Nd:YAG laser treatment induces a cavitation within the interlamellar space, causing collateral tissue destruction where the epithelial nests are located and consequently destroying the epithelial cells. Literature shows that epithelial ingrowth treated with Nd:YAG laser is an easy and effective treatment for epithelial ingrowth after LASIK. In one study published in the American Journal of Ophthalmology in 2015, Ayala, et al, treated 30 eyes with Nd:YAG laser for clinically significant epithelial ingrowth that developed following LASIK. After the Nd:YAG laser treatment, the opacities caused by the epithelial ingrowth disappeared in 80% of the cases. In 40% of the cases, two or more sessions of Nd:YAG laser treatment were necessary to eliminate the epithelial ingrowth areas entirely. Furthermore, in 60% of the cases, visual acuity improved by one or more lines of vision and the corneal topography was more regular. Patients’ symptoms, like glare and halos, also improved in all cases. Researchers adjusted the intensity of the laser in each case to focus directly on the epithelial ingrowth areas.^3,4

TREATMENT AND OUTCOME

I decided to move forward with treating the epithelial ingrowth with Nd:YAG laser. Ayala et al³ recommended using an intensity of 0.6 mJ of the spots with the Nd:YAG laser. However, in 2015 researchers found that flap melting after Nd:YAG laser may have been caused by using too many spots in the same session.⁴ In this study, researchers did not delay the treatment as Ayala et al did. Considering these findings, I decreased my power to 0.3 mJ so that I could see the bubbles inside of the tissue. I applied 12 shots at 0.3 mJ, focusing on the interface. Seven days after Nd:YAG laser treatment was performed, the patient’s epithelial ingrowth reduced, and 14 days after Nd:YAG laser, OCT imaging showed only amorphous material. After 3 months, OCT imaging showed only a ghost image of the ingrowth.

CONCLUSION

Even if epithelial ingrowth after SMILE is highly unlikely due to the small incision, it can still occur in rare cases. However, risks can be reduced by minimizing manual manipulation as much as possible to avoid spreading epithelial cells underneath the cap and creating epithelial defects. Epithelial ingrowth can be further reduced by evaluating the patient’s history of recurrent corneal erosions, corneal basement membrane epithelial dystrophy, and type I diabetes. If, despite all precautions, a surgeon faces a case of epithelial ingrowth after SMILE, Nd:YAG laser may be an effective treatment and resolution.

1. Kim JM, Goel M, Pathak A. Epithelial ingrowth - Nd:YAG laser approach.

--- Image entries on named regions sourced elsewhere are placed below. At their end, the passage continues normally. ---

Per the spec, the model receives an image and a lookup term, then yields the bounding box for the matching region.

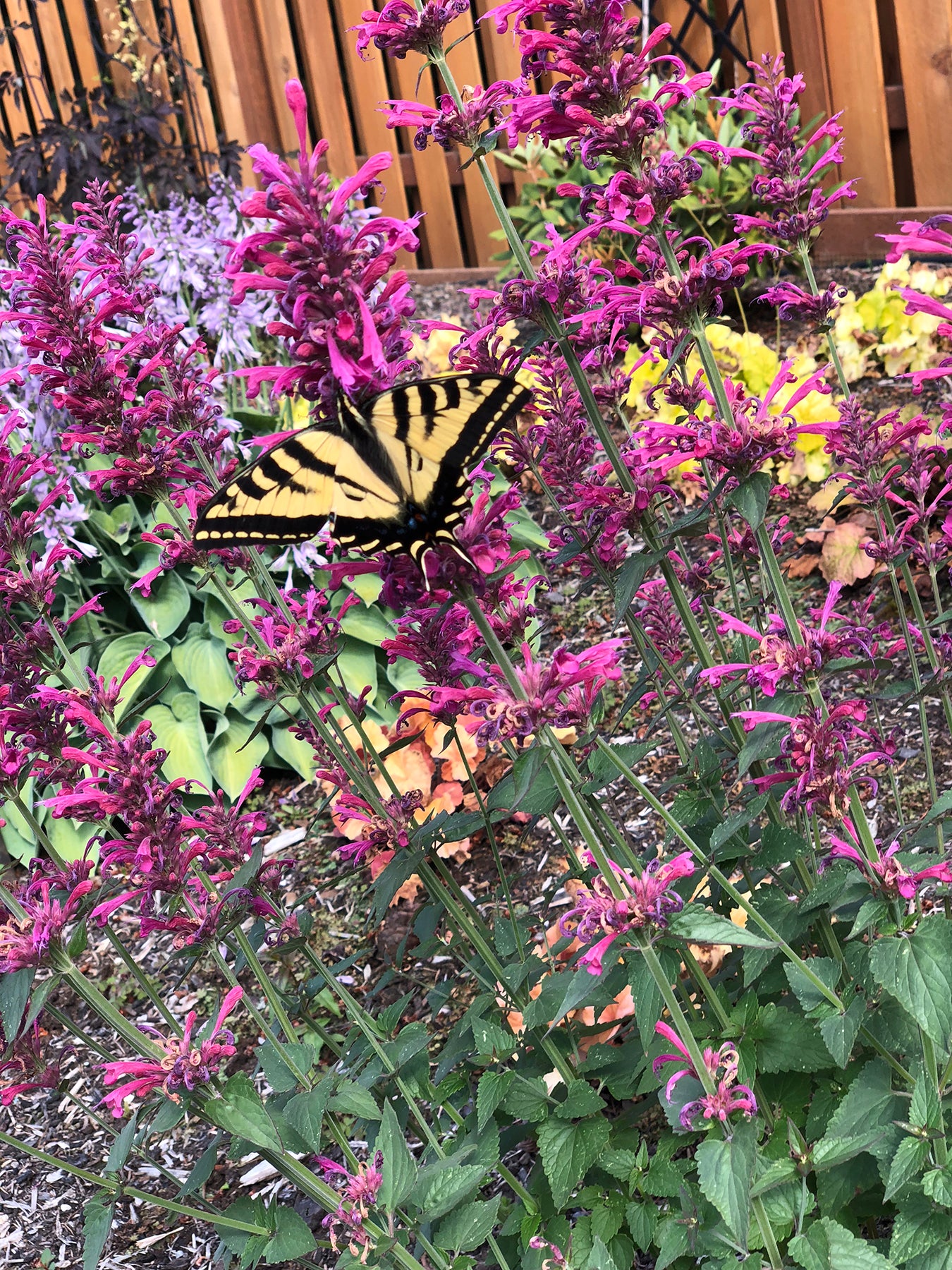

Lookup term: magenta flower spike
[226,80,419,416]
[103,987,244,1118]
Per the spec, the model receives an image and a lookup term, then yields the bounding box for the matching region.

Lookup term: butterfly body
[194,375,530,562]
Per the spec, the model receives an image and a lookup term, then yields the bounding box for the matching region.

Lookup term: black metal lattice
[650,0,747,71]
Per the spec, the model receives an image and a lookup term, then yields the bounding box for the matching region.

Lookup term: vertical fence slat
[651,0,714,70]
[171,0,217,154]
[787,0,833,124]
[447,5,503,264]
[325,0,409,219]
[6,0,54,122]
[393,57,465,270]
[255,0,300,155]
[195,0,254,186]
[895,0,952,207]
[735,0,783,62]
[95,0,132,97]
[60,0,99,92]
[476,0,530,193]
[822,0,895,207]
[291,0,357,176]
[37,0,75,105]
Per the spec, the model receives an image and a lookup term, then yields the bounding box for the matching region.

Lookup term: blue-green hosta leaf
[171,627,235,711]
[97,631,169,722]
[208,711,268,797]
[149,692,214,789]
[270,722,317,781]
[130,573,192,639]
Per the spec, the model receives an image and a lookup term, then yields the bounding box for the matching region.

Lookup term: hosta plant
[0,10,952,1270]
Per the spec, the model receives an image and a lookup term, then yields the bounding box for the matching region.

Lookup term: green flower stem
[797,238,852,397]
[597,737,919,1086]
[635,931,717,1094]
[595,737,844,1013]
[121,1186,271,1235]
[43,1006,122,1063]
[451,725,525,962]
[419,852,578,1084]
[429,46,635,494]
[0,1132,121,1188]
[302,949,530,1250]
[257,1148,432,1270]
[51,948,165,1059]
[750,1195,783,1270]
[212,945,314,1089]
[919,1030,948,1168]
[103,922,181,1036]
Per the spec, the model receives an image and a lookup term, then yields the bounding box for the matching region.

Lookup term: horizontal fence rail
[0,0,952,270]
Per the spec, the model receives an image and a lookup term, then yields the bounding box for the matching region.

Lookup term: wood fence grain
[0,0,952,270]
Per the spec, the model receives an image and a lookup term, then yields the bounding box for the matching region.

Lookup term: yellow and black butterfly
[194,375,532,564]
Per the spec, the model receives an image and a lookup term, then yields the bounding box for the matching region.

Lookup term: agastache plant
[0,17,952,1270]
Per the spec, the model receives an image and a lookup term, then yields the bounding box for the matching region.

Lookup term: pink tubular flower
[820,818,952,900]
[0,1022,60,1108]
[651,1020,757,1129]
[386,80,524,150]
[559,851,695,974]
[700,581,873,697]
[693,54,855,243]
[736,701,896,821]
[317,1151,384,1265]
[430,639,625,746]
[0,879,94,974]
[495,0,711,171]
[225,80,419,416]
[224,587,357,697]
[103,987,244,1118]
[350,0,470,59]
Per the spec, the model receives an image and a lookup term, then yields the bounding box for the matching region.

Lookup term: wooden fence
[0,0,952,270]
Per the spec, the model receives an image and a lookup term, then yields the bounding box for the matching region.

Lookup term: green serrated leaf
[264,1204,317,1266]
[923,1165,952,1208]
[175,1133,221,1199]
[668,905,776,949]
[476,1072,515,1133]
[882,1138,929,1200]
[283,1077,334,1151]
[869,917,952,1049]
[414,1162,486,1222]
[820,997,866,1067]
[695,1124,757,1248]
[433,1195,501,1252]
[83,1199,116,1270]
[727,473,773,530]
[377,1102,416,1209]
[790,1216,893,1270]
[0,965,37,1045]
[327,1081,381,1120]
[537,1118,609,1209]
[890,1191,952,1265]
[205,1072,283,1152]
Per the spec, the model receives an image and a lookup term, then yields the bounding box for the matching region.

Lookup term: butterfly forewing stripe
[443,380,530,467]
[279,437,336,476]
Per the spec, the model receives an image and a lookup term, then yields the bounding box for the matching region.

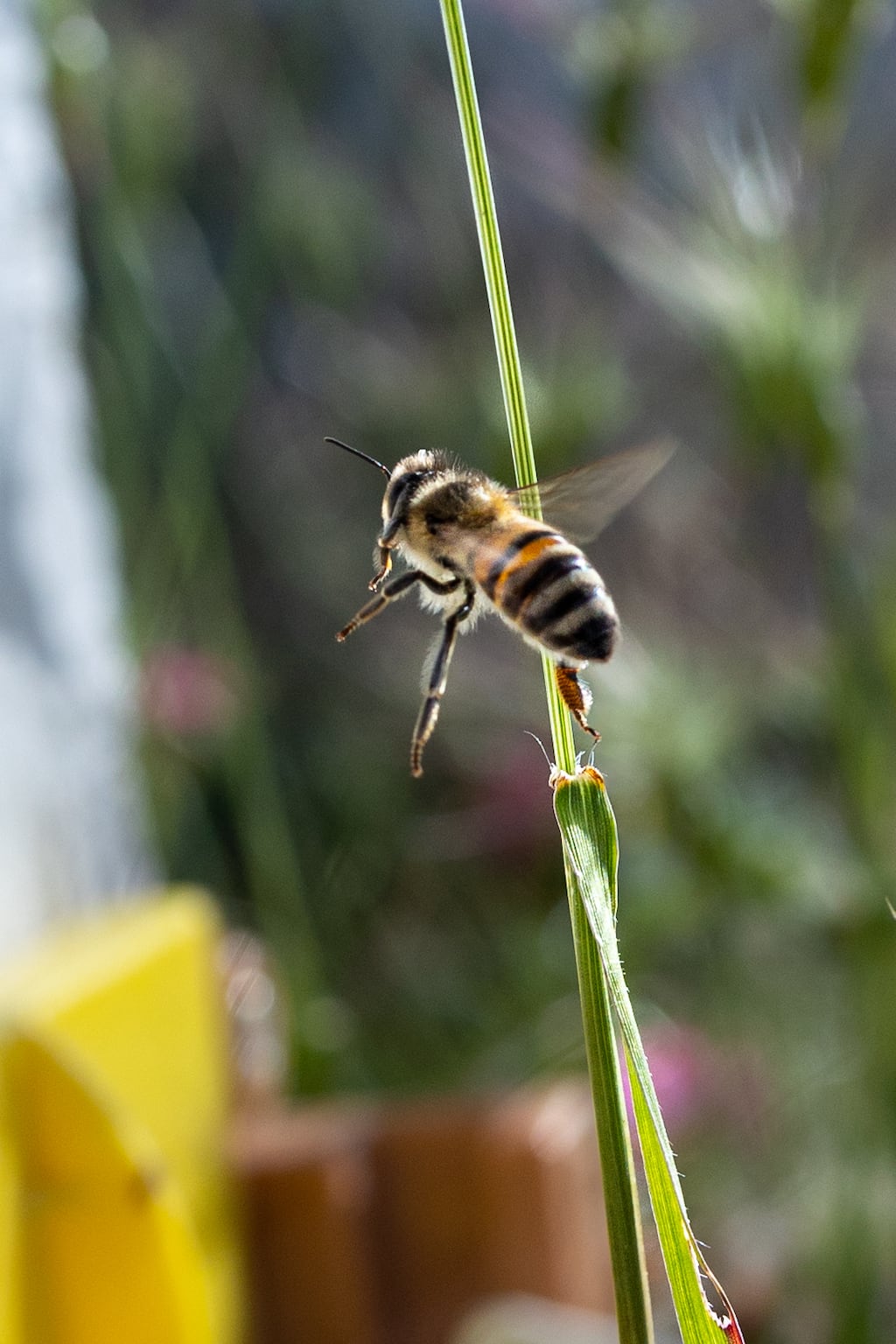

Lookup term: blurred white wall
[0,0,150,957]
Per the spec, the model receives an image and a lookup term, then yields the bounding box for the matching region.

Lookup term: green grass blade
[441,0,653,1344]
[441,0,575,770]
[554,767,743,1344]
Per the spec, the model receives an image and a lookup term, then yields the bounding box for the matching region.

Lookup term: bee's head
[383,447,447,524]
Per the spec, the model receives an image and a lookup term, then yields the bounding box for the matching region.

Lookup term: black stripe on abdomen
[482,527,557,605]
[522,582,595,634]
[501,546,587,625]
[563,607,620,662]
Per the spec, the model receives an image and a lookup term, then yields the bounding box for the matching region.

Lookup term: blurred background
[10,0,896,1344]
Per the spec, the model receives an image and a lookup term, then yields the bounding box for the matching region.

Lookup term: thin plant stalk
[441,0,653,1344]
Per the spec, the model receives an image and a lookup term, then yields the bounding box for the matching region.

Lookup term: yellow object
[0,892,242,1344]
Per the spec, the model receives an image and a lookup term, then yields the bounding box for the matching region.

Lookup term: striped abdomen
[475,523,620,662]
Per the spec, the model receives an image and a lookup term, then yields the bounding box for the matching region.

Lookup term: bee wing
[509,438,676,542]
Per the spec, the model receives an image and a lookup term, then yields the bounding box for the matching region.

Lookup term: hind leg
[554,662,600,742]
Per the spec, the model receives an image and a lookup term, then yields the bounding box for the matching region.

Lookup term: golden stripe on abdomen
[475,524,563,605]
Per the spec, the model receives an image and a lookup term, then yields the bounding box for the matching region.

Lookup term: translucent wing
[509,438,676,542]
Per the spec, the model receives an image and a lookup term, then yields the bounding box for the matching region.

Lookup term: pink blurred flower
[623,1023,768,1143]
[140,645,239,738]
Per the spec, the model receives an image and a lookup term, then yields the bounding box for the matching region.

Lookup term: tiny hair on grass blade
[550,766,743,1344]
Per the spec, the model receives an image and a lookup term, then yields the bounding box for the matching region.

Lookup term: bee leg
[336,570,461,644]
[367,546,392,592]
[554,662,600,742]
[411,582,474,780]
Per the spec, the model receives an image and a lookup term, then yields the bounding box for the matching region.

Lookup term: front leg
[336,570,461,644]
[367,544,392,592]
[411,579,475,780]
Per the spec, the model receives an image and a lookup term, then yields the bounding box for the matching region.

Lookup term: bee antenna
[324,434,392,480]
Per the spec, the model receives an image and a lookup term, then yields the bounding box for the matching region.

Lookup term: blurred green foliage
[43,0,896,1344]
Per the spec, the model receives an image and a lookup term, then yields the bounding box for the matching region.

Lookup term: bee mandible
[326,437,672,778]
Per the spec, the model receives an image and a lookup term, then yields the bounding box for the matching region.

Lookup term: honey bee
[326,437,672,778]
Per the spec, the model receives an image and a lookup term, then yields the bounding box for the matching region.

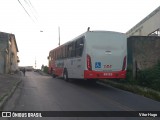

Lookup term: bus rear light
[87,54,92,70]
[122,56,127,71]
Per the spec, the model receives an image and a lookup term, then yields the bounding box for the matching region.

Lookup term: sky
[0,0,160,68]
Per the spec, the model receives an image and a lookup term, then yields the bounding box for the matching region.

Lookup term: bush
[137,62,160,91]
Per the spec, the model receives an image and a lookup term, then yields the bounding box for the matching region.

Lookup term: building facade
[0,32,19,74]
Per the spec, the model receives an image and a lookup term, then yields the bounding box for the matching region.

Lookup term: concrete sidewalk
[0,72,23,110]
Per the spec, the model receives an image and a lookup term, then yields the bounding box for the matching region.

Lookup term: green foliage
[43,66,48,73]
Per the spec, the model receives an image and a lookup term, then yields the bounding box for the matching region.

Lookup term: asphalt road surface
[1,72,160,120]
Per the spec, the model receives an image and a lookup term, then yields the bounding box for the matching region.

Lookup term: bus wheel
[63,69,69,82]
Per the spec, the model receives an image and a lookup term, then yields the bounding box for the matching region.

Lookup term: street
[4,72,160,120]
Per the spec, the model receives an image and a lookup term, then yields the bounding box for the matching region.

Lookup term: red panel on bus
[84,70,126,79]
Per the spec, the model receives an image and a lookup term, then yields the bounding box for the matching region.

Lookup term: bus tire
[63,69,69,82]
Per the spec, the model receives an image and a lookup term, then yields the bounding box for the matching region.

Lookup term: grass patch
[0,93,8,102]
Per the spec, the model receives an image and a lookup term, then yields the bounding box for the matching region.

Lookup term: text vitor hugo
[139,113,157,117]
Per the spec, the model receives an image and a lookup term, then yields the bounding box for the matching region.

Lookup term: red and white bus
[49,31,127,80]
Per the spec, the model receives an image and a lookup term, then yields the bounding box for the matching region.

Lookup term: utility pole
[58,27,61,46]
[35,57,37,69]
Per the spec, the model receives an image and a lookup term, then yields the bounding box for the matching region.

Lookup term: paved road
[4,72,160,120]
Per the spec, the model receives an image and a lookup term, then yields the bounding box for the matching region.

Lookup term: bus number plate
[103,73,113,76]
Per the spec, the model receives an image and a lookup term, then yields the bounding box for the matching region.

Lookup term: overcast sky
[0,0,160,68]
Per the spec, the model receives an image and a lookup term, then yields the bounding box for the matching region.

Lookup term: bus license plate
[103,73,113,76]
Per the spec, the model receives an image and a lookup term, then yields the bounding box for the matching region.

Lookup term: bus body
[49,31,127,79]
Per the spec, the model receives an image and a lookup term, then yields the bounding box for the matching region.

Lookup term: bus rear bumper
[84,70,126,79]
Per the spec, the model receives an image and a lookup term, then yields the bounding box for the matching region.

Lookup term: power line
[18,0,37,23]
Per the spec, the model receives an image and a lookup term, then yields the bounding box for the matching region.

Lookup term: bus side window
[76,37,84,57]
[68,42,75,57]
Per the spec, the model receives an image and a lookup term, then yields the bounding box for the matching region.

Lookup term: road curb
[0,78,22,110]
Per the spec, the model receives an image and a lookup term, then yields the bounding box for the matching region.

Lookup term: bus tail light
[122,56,127,71]
[87,54,92,70]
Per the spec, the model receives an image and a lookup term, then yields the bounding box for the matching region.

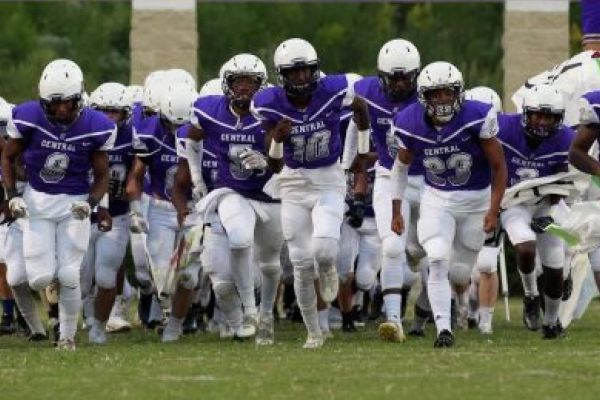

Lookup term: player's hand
[97,207,112,232]
[392,213,404,235]
[273,118,292,143]
[240,149,267,170]
[129,211,148,233]
[8,196,27,219]
[348,200,366,228]
[483,211,498,233]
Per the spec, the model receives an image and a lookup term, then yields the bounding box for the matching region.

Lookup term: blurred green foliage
[0,1,580,106]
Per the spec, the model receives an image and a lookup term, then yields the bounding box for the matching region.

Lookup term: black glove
[348,200,366,228]
[530,216,554,233]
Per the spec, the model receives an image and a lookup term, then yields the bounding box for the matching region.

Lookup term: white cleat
[161,325,182,343]
[302,335,325,349]
[106,296,131,333]
[321,330,333,339]
[88,325,106,344]
[319,267,340,303]
[377,321,406,343]
[235,313,258,339]
[479,323,494,335]
[219,322,235,339]
[256,317,275,346]
[55,338,76,351]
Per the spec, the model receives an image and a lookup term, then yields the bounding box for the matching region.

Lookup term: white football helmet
[38,59,84,122]
[124,85,144,108]
[521,84,565,139]
[465,86,502,113]
[377,39,421,100]
[417,61,465,123]
[273,38,319,96]
[198,78,223,97]
[90,82,129,111]
[221,53,267,108]
[166,68,196,90]
[0,97,14,137]
[160,82,198,126]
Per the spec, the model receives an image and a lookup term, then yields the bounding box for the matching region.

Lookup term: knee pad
[381,235,405,258]
[313,237,339,266]
[294,264,315,285]
[213,282,238,301]
[448,263,471,286]
[475,246,500,274]
[355,268,376,292]
[177,265,200,290]
[58,267,79,288]
[96,268,117,289]
[29,273,54,292]
[402,268,419,289]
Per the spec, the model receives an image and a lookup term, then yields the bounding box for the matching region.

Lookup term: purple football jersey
[108,121,133,216]
[177,124,218,192]
[133,116,179,200]
[9,100,116,195]
[497,114,575,187]
[194,96,274,202]
[392,100,497,191]
[253,75,348,169]
[354,76,423,175]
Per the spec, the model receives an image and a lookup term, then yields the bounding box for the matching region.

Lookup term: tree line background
[0,2,581,102]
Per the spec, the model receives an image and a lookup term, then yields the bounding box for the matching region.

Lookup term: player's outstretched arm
[569,124,600,176]
[480,137,508,233]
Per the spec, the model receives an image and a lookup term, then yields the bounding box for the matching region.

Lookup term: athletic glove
[348,200,366,228]
[240,149,267,170]
[71,200,92,221]
[8,196,27,218]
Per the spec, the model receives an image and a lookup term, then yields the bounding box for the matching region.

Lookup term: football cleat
[88,325,106,344]
[56,338,76,351]
[523,296,540,331]
[302,335,325,349]
[433,329,454,348]
[319,267,340,303]
[377,321,406,343]
[256,316,275,346]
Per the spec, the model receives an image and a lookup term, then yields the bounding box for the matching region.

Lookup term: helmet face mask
[417,61,465,124]
[278,63,320,97]
[273,38,321,98]
[521,84,565,141]
[379,70,419,101]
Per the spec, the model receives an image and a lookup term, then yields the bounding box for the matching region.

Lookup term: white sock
[294,266,321,336]
[230,247,256,314]
[519,270,539,297]
[427,260,452,333]
[383,293,402,323]
[58,285,81,339]
[260,265,281,317]
[468,282,479,319]
[319,308,329,332]
[544,294,561,326]
[11,283,46,335]
[479,306,494,325]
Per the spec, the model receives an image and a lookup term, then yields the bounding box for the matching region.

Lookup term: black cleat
[467,318,478,329]
[408,328,425,337]
[523,296,540,331]
[433,329,454,348]
[542,321,565,340]
[0,314,17,335]
[561,271,573,301]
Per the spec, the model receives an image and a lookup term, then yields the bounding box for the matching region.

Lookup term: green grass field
[0,300,600,400]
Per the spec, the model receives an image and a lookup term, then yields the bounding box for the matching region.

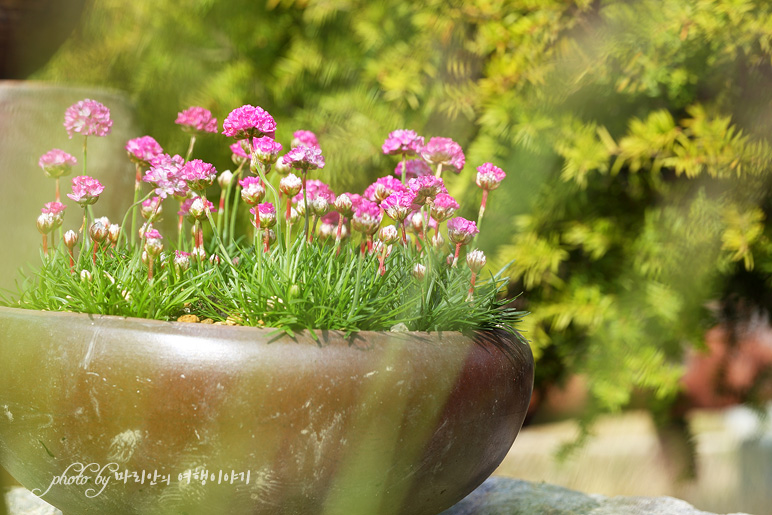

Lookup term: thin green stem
[130,163,142,248]
[201,207,236,268]
[348,243,365,318]
[83,136,88,175]
[228,161,246,243]
[185,134,196,161]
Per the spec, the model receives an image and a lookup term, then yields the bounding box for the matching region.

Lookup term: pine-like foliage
[42,0,772,450]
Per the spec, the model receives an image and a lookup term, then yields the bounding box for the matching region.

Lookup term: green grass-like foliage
[6,231,523,334]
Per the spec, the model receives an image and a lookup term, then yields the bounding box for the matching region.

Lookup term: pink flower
[67,175,105,207]
[332,193,354,215]
[279,173,303,197]
[381,191,415,223]
[144,229,164,256]
[421,138,466,173]
[140,197,162,220]
[466,249,487,274]
[476,163,507,190]
[222,104,276,139]
[239,176,265,206]
[381,129,424,156]
[252,136,282,164]
[448,216,480,245]
[351,199,383,236]
[364,175,407,203]
[179,159,217,191]
[230,139,249,163]
[292,179,335,204]
[40,202,67,216]
[407,175,448,206]
[174,106,217,134]
[125,136,164,166]
[291,131,320,148]
[64,98,113,139]
[249,202,276,229]
[142,154,189,199]
[283,145,324,172]
[407,211,437,234]
[319,211,346,225]
[432,193,459,223]
[38,148,78,179]
[394,159,432,179]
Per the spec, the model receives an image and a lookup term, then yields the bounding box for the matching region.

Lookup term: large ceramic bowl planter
[0,308,533,514]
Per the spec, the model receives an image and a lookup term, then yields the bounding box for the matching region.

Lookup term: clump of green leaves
[6,233,523,334]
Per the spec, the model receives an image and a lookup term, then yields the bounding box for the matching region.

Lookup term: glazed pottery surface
[0,308,533,515]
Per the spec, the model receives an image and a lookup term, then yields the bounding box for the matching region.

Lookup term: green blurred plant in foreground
[41,0,772,460]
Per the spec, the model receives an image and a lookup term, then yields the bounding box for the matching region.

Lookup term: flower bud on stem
[131,163,142,248]
[451,243,462,268]
[466,272,477,302]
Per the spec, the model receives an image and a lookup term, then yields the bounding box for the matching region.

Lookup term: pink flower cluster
[282,145,324,172]
[38,148,78,179]
[292,179,335,204]
[291,131,320,148]
[179,159,217,191]
[475,163,507,190]
[223,104,276,139]
[407,175,448,206]
[431,193,459,223]
[394,159,432,179]
[177,197,216,220]
[67,175,105,207]
[252,136,283,164]
[142,154,189,198]
[421,138,466,173]
[249,202,276,229]
[364,175,407,204]
[125,136,164,166]
[448,216,480,245]
[64,98,113,138]
[174,106,217,134]
[351,199,383,236]
[381,190,415,223]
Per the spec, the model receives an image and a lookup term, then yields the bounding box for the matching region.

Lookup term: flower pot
[0,308,533,514]
[0,81,139,288]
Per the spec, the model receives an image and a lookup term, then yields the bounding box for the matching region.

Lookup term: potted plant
[0,100,533,513]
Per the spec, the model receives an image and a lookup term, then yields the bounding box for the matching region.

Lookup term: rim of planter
[0,307,533,514]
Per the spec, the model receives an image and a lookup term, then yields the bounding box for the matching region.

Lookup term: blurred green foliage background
[36,0,772,448]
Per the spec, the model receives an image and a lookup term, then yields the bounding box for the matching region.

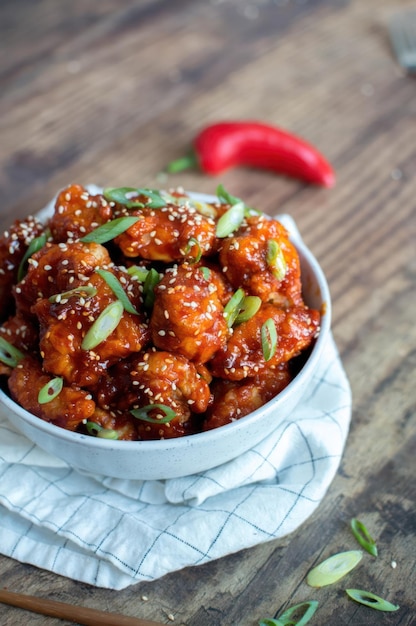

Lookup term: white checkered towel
[0,338,351,589]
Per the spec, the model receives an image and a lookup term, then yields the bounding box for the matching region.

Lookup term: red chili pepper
[167,121,335,187]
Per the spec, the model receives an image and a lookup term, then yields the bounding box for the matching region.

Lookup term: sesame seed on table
[0,0,416,626]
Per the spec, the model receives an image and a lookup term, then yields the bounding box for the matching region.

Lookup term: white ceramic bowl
[0,194,331,480]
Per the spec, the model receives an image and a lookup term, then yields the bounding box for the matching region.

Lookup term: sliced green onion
[103,187,166,209]
[216,185,262,216]
[306,550,363,587]
[185,237,202,263]
[127,265,149,283]
[216,202,244,239]
[224,289,245,328]
[345,589,400,612]
[0,336,25,367]
[85,422,118,439]
[81,300,124,350]
[130,404,176,424]
[38,376,64,404]
[266,239,287,280]
[261,317,278,361]
[351,517,378,556]
[143,267,160,309]
[49,285,97,303]
[95,269,139,315]
[259,600,318,626]
[17,232,49,283]
[235,296,261,324]
[80,215,141,243]
[199,265,211,280]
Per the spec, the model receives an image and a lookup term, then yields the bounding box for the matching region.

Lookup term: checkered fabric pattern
[0,330,351,589]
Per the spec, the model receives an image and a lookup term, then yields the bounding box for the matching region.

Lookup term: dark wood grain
[0,0,416,626]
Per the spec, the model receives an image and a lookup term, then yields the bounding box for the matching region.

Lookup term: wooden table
[0,0,416,626]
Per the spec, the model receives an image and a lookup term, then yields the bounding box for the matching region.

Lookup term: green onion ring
[215,202,245,239]
[127,265,149,283]
[259,600,318,626]
[143,267,160,309]
[266,239,287,280]
[85,422,118,439]
[224,288,245,328]
[261,317,278,361]
[80,215,141,243]
[95,269,139,315]
[38,376,64,404]
[185,237,202,263]
[199,265,211,280]
[49,285,97,303]
[17,232,49,283]
[345,589,400,612]
[0,336,25,367]
[234,296,261,324]
[130,404,176,424]
[306,550,363,587]
[103,187,166,209]
[351,517,378,556]
[81,300,124,350]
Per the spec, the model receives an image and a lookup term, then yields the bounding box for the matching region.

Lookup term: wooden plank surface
[0,0,416,626]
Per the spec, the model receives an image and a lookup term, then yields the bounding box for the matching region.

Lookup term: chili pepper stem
[166,152,198,174]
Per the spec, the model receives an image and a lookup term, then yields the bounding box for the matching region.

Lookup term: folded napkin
[0,330,351,589]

Clin Exp Ophthalmol. 2014 May-Jun;42(4):389-90.

2. Wang MY, Maloney RK. Epithelial ingrowth after laser in situ keratomileusis. Am J Ophthalmol. 2000 Jun;129(6):746-51.

3. Ayala MJ, Alió JL, Mulet ME, De La Hoz F. Treatment of laser in situ keratomileusis interface epithelial ingrowth with neodymium:yytrium-aluminum-garnet laser. Am J Ophthalmol. 2008 Apr;145(4):630-634. doi: 10.1016/j.ajo.2007.11.022. Epub 2008 Feb 1.

4. Kucukevcilioglu M, Hurmeric V. Localized flap melt after Nd-YAG laser treatment in recurrent post-LASIK epithelial ingrowth. Arq Bras Oftalmol. 2015. Jul-Aug;78(4):250-1.